Mais en taclant les virolos de montagne (sur des routes mieux entretenues), la Speed Triple dévoile toutes ses qualités : le freinage est ultra-puissant mais bien dosable en entrée de courbe, parfaitement secondé par une partie cycle béton. La reprise est puissante en sortie de courbe grâce à un moteur extrêmement réactif, qui relance dès les bas régimes. L’empattement court et les pneus Pirelli Supercorsa permettent d’enrouler quasiment sans effort les nombreux virages.
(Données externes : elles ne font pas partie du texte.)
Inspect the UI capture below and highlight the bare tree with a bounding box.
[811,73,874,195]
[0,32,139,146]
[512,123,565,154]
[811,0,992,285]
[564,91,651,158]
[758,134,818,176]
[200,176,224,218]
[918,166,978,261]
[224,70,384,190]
Quel bilan tire-t-on donc de cette moto? Avec un prix affiché à plus de 17000 francs, le motard en a clairement pour son argent. La qualité de finition, les matériaux et technologies employés en font une machine haut de gamme. L’agressivité du moteur et la partie cycle typée sport sont envoûtantes, mais laissent un bilan plus mitigé.
La Speed Triple RS excelle sur les belles routes sinueuses et propres, où elle exprime pleinement son potentiel agressif et en met plein la vue et l’ouïe au pilote. Mais le manque de souplesse de l’engin en ville ou sur route dégradée rend la conduite plus délicate, même si en choisissant des réglages plus adaptés, on arrive à surpasser ces difficultés. Niveau moteur, un poil de souplesse à bas régime serait certainement bienvenu pour rendre la moto plus agréable au quotidien.
Et à l’heure où la concurrence (Aprilia par exemple avec la Tuono Factory, ou Yamaha avec la MT-10 SP) s’équipe de fourche et d’amortisseur à réglage électronique, ce petit détail peut faire la différence pour certains utilisateurs recherchant une plus grande polyvalence et une simplicité d’utilisation.
Nonobstant ces détails, les chiffres de vente parlent d’eux-mêmes. Depuis sa commercialisation en février 2018, la répartition est de 95% pour la version RS et de seulement 5% pour la version S, nous a indiqué Triumph Suisse.